Her breath caught. So unfair. She hadn’t broken her promise. She hadn’t left him with no protection and no recourse but to become a professional wife. She didn’t make the rules, she didn’t require men to be married before they died.

“You specialize in the death bonds, do you not? How do you meet them? Trolling the wellness center?”

She gave up trying to count the chips in the paint and looked down at the wilting plastic buttercup in her hand. The magistrate had thrust it at her before leaving the room. She supposed it was to make the experience more festive.
Its bedraggled state showed more clearly than the lack of witnesses the mockery this ceremony would be. If her latest groom couldn’t breathe well enough to say “I do”, would they toss this in the incinerator with him? Or would they retain this flower for the next ProWife? She sincerely hoped it wouldn’t be her holding it. Once in this particularly depressing office was more than enough.

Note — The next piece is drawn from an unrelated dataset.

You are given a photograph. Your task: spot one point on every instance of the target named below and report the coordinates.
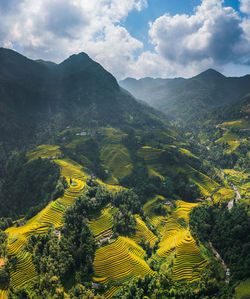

She hadn’t wanted to become ProWife. It was, well, not exactly respectable – young girls didn’t aspire to be a ProWife – but it was better than other choices and it paid extremely well in chocolate. And she needed all the chocolate she could get. Getting away from Scion had been expensive. She had two more payments until their bond would be completely dissolved.

Another indignity to lay at the voice’s doorstep.

The magistrate darted out of a side room. Thin and wirey, he acted as if enforcers were beating on the door. He constantly looked over his shoulder and the fingers of his left hand twitched without pause.

“ProWife? You’re needed in the chamber, he’s not going to make it.” He hurried away without a glance. No escort or courtesy for her. No matter, she wasn’t here for the décor or the great service. The only thing that mattered was its proximity to the restaurant they’d been in and the lack of questions asked.

She took a deep breath. The scorched air burned her lungs and made the nausea rise once more. She tamped it down as she trailed behind the magistrate. She hoped against hope she could leave him behind, but knew her luck wasn’t that good.

“The ceremony will take place here.” The marriage man waved a hand at her. “Stand here.” He indicated the bedside of the man she was to marry today.